A small bowl of lemon yogurt sauce with minced garlic and chopped herbs on a wooden counter

Why It Works

  • Big flavor with accessible ingredients: a pantry spice rub does the heavy lifting.
  • Juicy slices, not dry roast: we use a thermometer and a proper rest.
  • Crisp edges, tender center: a hot start and a steady roast gives you both.
  • Built-in balance: a quick lemon yogurt sauce cuts the richness and makes leftovers taste brand new.

Pairs Well With

Storage Tips

Refrigerate: Cool lamb completely, then store in an airtight container for up to 4 days. Keep sauce separate.

Freeze: Slice or shred, wrap tightly, and freeze up to 3 months. A little pan sauce or broth in the container helps protect texture.

Reheat without drying it out:

  • Best: add slices to a skillet with a splash of broth or water, cover, and warm on low.
  • Oven: wrap in foil with a spoonful of juices, warm at 300°F until hot.
  • Microwave: short bursts at 50 to 70% power with a damp paper towel over the meat.

Leftover move: stuff lamb into warm pita with the yogurt sauce, sliced cucumbers, and a quick squeeze of lemon.

Allergen note: the yogurt sauce contains dairy unless you use a plant-based yogurt. Some side ideas (like the couscous) may include nuts.

Common Questions

What cut of lamb should I buy?

Look for a bone-in leg of lamb for the best flavor and juiciness, usually 5 to 7 pounds. Boneless works too and is easier to carve. If your leg is boned and tied or butterflied, it will cook faster, so start checking the temperature earlier.

Do I need to marinate overnight?

It helps, but it is not required. If you can, rub the lamb and refrigerate 8 to 24 hours. If you are short on time, let it sit out 30 to 60 minutes while the oven preheats. In general, do not leave it out longer than 1 to 2 hours total (less if your kitchen is warm).

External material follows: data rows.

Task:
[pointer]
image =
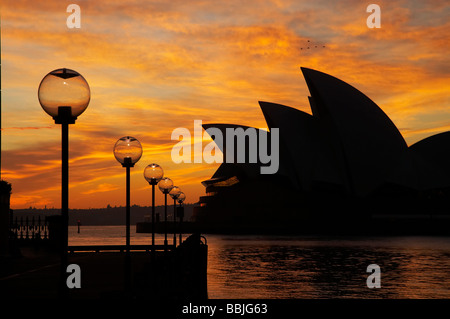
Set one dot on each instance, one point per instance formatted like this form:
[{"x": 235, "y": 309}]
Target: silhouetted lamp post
[
  {"x": 165, "y": 185},
  {"x": 174, "y": 193},
  {"x": 153, "y": 173},
  {"x": 127, "y": 152},
  {"x": 180, "y": 200},
  {"x": 64, "y": 95}
]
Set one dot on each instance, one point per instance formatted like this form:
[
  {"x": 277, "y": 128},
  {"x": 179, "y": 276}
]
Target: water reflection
[
  {"x": 309, "y": 267},
  {"x": 256, "y": 267}
]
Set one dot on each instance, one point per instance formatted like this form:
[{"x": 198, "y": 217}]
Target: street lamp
[
  {"x": 180, "y": 200},
  {"x": 153, "y": 173},
  {"x": 127, "y": 152},
  {"x": 165, "y": 185},
  {"x": 174, "y": 193},
  {"x": 64, "y": 94}
]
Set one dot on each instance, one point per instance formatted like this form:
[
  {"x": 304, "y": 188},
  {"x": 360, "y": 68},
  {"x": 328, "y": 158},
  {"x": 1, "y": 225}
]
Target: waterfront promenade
[{"x": 173, "y": 274}]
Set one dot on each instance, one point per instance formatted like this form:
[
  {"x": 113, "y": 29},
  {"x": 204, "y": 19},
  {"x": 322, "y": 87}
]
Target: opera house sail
[{"x": 343, "y": 163}]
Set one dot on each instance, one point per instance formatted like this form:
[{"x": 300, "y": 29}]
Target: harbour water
[{"x": 309, "y": 267}]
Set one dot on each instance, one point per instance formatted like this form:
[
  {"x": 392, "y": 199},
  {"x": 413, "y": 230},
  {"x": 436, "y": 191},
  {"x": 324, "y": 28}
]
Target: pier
[{"x": 156, "y": 272}]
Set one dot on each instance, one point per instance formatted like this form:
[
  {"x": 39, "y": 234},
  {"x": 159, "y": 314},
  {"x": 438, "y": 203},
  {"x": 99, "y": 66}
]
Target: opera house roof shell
[{"x": 348, "y": 141}]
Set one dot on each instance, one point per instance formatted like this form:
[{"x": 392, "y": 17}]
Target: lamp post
[
  {"x": 127, "y": 152},
  {"x": 174, "y": 193},
  {"x": 180, "y": 200},
  {"x": 165, "y": 185},
  {"x": 153, "y": 173},
  {"x": 64, "y": 95}
]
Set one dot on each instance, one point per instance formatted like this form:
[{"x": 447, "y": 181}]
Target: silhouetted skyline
[{"x": 156, "y": 66}]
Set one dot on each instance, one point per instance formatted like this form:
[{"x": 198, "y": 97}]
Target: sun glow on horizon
[{"x": 153, "y": 66}]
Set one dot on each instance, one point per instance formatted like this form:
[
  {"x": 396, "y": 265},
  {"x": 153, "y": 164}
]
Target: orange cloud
[{"x": 154, "y": 66}]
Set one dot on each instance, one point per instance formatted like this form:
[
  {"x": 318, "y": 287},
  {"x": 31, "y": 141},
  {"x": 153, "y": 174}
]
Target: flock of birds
[{"x": 310, "y": 46}]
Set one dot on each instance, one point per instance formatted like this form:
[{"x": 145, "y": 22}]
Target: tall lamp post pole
[
  {"x": 180, "y": 200},
  {"x": 165, "y": 185},
  {"x": 64, "y": 95},
  {"x": 174, "y": 193},
  {"x": 127, "y": 152},
  {"x": 153, "y": 173}
]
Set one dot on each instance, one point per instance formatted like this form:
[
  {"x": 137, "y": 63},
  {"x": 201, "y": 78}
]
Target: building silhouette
[{"x": 343, "y": 164}]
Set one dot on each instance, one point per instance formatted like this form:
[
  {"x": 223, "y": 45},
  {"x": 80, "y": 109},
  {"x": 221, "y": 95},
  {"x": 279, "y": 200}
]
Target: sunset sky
[{"x": 154, "y": 66}]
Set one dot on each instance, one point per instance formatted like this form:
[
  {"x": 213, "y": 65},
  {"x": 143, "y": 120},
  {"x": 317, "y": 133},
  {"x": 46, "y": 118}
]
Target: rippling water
[{"x": 309, "y": 267}]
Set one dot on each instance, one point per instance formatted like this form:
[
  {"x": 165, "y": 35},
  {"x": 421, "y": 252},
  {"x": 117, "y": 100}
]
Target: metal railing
[{"x": 28, "y": 228}]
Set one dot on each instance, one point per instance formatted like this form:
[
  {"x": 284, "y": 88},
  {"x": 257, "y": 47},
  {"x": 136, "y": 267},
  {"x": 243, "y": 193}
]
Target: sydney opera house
[{"x": 342, "y": 165}]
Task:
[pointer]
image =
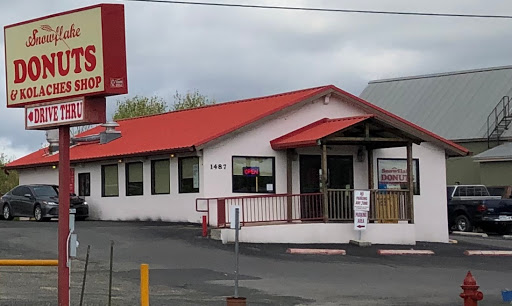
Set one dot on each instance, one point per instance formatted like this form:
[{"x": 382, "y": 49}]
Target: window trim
[
  {"x": 127, "y": 176},
  {"x": 153, "y": 178},
  {"x": 86, "y": 194},
  {"x": 180, "y": 164},
  {"x": 103, "y": 181},
  {"x": 414, "y": 160},
  {"x": 247, "y": 156}
]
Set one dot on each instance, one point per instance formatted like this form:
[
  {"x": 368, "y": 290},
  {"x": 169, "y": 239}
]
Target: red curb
[
  {"x": 316, "y": 252},
  {"x": 487, "y": 253},
  {"x": 405, "y": 252}
]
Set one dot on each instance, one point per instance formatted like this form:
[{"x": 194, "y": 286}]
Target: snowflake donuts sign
[{"x": 73, "y": 54}]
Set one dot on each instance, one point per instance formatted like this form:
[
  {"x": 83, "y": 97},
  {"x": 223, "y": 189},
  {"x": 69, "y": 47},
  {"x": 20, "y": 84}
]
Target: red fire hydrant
[{"x": 471, "y": 295}]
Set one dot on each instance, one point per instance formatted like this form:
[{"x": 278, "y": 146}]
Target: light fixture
[{"x": 360, "y": 154}]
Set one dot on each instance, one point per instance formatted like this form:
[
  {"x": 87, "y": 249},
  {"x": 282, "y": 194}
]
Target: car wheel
[
  {"x": 38, "y": 213},
  {"x": 463, "y": 224},
  {"x": 6, "y": 212}
]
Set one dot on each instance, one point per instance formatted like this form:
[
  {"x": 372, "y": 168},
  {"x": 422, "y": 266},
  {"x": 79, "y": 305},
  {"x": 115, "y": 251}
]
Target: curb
[
  {"x": 405, "y": 252},
  {"x": 316, "y": 252},
  {"x": 483, "y": 235},
  {"x": 487, "y": 253}
]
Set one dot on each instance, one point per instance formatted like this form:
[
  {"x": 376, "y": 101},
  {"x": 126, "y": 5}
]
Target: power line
[{"x": 331, "y": 10}]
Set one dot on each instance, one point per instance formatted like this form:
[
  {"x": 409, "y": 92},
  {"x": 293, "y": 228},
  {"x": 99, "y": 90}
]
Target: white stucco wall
[
  {"x": 256, "y": 142},
  {"x": 41, "y": 175},
  {"x": 430, "y": 212}
]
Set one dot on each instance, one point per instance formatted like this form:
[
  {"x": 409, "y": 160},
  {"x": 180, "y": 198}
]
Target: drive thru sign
[{"x": 361, "y": 208}]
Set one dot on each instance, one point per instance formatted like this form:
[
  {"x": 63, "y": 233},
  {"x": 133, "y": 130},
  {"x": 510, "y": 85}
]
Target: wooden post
[
  {"x": 410, "y": 182},
  {"x": 289, "y": 184},
  {"x": 324, "y": 183}
]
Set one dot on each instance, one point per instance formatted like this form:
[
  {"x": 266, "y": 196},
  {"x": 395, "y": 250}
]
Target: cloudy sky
[{"x": 234, "y": 53}]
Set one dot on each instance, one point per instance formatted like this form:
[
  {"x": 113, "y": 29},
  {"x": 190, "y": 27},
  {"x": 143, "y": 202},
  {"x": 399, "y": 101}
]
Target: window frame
[
  {"x": 273, "y": 158},
  {"x": 103, "y": 180},
  {"x": 153, "y": 177},
  {"x": 415, "y": 163},
  {"x": 180, "y": 173},
  {"x": 88, "y": 176},
  {"x": 127, "y": 179}
]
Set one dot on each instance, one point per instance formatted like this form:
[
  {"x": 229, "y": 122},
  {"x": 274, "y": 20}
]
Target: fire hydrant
[{"x": 471, "y": 295}]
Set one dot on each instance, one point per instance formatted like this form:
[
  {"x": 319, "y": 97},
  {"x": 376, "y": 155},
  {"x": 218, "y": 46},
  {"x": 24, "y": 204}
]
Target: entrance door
[{"x": 340, "y": 175}]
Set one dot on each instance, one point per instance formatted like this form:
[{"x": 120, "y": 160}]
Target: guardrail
[{"x": 386, "y": 206}]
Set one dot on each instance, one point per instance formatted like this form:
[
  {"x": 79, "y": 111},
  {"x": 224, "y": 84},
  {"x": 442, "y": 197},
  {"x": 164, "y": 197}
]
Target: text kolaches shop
[{"x": 59, "y": 63}]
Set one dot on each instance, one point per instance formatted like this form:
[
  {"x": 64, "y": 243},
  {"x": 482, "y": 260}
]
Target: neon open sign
[{"x": 251, "y": 171}]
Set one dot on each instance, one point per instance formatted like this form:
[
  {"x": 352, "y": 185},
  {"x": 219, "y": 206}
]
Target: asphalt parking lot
[{"x": 186, "y": 269}]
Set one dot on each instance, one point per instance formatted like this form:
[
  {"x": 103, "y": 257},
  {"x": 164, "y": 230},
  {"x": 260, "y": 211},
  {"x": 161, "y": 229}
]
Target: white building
[{"x": 267, "y": 155}]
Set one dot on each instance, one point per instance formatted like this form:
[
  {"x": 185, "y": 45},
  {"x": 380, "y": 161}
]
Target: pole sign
[
  {"x": 361, "y": 200},
  {"x": 361, "y": 209},
  {"x": 72, "y": 54},
  {"x": 360, "y": 220}
]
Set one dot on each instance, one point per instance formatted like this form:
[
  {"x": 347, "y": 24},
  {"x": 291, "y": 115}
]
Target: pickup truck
[{"x": 471, "y": 206}]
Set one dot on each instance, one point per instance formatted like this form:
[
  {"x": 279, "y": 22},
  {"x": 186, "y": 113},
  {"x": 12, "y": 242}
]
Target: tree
[
  {"x": 139, "y": 106},
  {"x": 191, "y": 100},
  {"x": 8, "y": 180}
]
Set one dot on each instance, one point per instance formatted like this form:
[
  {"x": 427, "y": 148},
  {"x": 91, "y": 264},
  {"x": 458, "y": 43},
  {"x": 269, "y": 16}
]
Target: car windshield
[{"x": 45, "y": 191}]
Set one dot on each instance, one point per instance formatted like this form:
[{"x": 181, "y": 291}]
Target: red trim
[
  {"x": 234, "y": 128},
  {"x": 281, "y": 143}
]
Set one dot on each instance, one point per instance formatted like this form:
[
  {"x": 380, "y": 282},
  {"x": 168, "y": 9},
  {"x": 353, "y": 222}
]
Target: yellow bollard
[
  {"x": 28, "y": 262},
  {"x": 144, "y": 285}
]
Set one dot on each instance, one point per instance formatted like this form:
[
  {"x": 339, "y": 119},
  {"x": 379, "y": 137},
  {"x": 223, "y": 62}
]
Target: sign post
[
  {"x": 60, "y": 68},
  {"x": 361, "y": 209}
]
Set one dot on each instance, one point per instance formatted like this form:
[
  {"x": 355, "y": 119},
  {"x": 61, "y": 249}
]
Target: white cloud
[{"x": 12, "y": 152}]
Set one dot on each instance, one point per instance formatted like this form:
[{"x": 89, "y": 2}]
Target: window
[
  {"x": 189, "y": 174},
  {"x": 160, "y": 177},
  {"x": 109, "y": 181},
  {"x": 84, "y": 184},
  {"x": 253, "y": 174},
  {"x": 393, "y": 174},
  {"x": 134, "y": 179}
]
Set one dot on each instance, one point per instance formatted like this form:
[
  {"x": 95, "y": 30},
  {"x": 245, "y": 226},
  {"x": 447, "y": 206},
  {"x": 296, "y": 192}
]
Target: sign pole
[
  {"x": 64, "y": 181},
  {"x": 237, "y": 229}
]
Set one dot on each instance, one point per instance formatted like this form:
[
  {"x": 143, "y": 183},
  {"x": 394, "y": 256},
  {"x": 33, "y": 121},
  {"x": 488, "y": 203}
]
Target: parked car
[
  {"x": 38, "y": 201},
  {"x": 471, "y": 206}
]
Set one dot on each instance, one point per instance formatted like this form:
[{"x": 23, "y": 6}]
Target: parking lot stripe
[
  {"x": 316, "y": 251},
  {"x": 483, "y": 235},
  {"x": 487, "y": 253},
  {"x": 405, "y": 252}
]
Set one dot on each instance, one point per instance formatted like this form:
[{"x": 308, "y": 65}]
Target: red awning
[{"x": 308, "y": 135}]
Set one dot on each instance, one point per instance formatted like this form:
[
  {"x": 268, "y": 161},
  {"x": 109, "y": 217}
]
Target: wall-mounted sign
[
  {"x": 393, "y": 174},
  {"x": 251, "y": 171},
  {"x": 74, "y": 112},
  {"x": 72, "y": 54}
]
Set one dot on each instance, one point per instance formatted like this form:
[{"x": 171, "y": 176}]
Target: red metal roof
[
  {"x": 308, "y": 135},
  {"x": 187, "y": 129}
]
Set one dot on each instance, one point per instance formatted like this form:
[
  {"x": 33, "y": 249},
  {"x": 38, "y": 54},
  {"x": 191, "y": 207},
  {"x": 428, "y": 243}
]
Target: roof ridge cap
[{"x": 439, "y": 74}]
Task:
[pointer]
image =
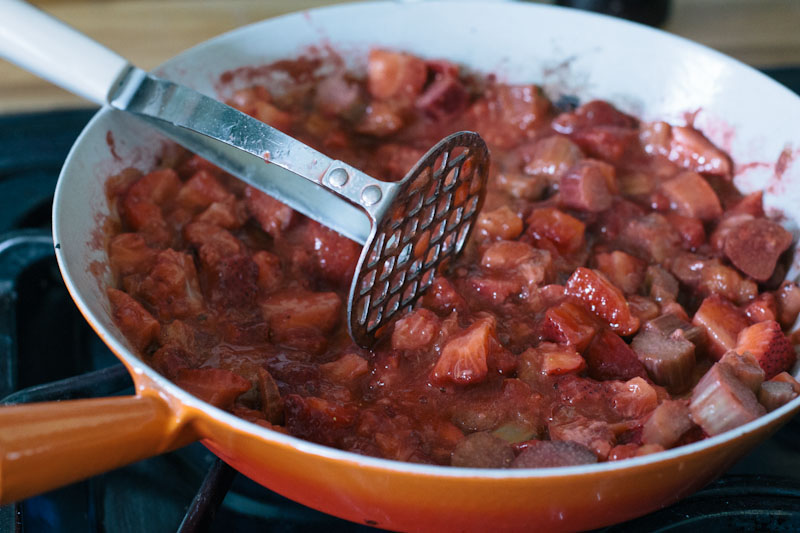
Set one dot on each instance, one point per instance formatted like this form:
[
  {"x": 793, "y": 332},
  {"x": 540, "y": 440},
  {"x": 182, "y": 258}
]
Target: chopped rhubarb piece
[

What internal temperature is best?

For most people, medium-rare to medium is the sweet spot. Pull at 125 to 130°F for medium-rare, 135°F for medium. Resting will carry it up about 5 to 10 degrees. Food safety note: USDA guidance is 145°F with a 3 minute rest. Many cooks prefer lower for a more tender, rosy result, so choose the target that fits your comfort level.

How do I stop the spices from burning?

Use a little oil in the rub, start hot to brown, then drop the oven temperature. If your lamb is browning too fast, loosely tent with foil.

Can I make the sauce dairy-free?

Yes. Swap the yogurt for a thick unsweetened plant-based yogurt, or go with a lemon herb vinaigrette instead.

Any quick carving tips?

Let the lamb rest, then look for the natural seams between muscle groups and slice along them first. The grain can change direction across the leg, so rotate pieces as needed and keep slicing against the grain for the most tender bite.

I used to think roasting lamb was reserved for holiday tables and people with extremely calm kitchens. Then I started treating it like a weeknight mindset recipe: season aggressively, trust the thermometer, and do not overcomplicate the sides. The first time I made this spiced version, the smell alone felt like I had done something heroic. The real win was how forgiving it was. Even with a little chaos, the lamb came out juicy, the edges were crisp, and that lemon yogurt sauce made every bite feel bright instead of heavy.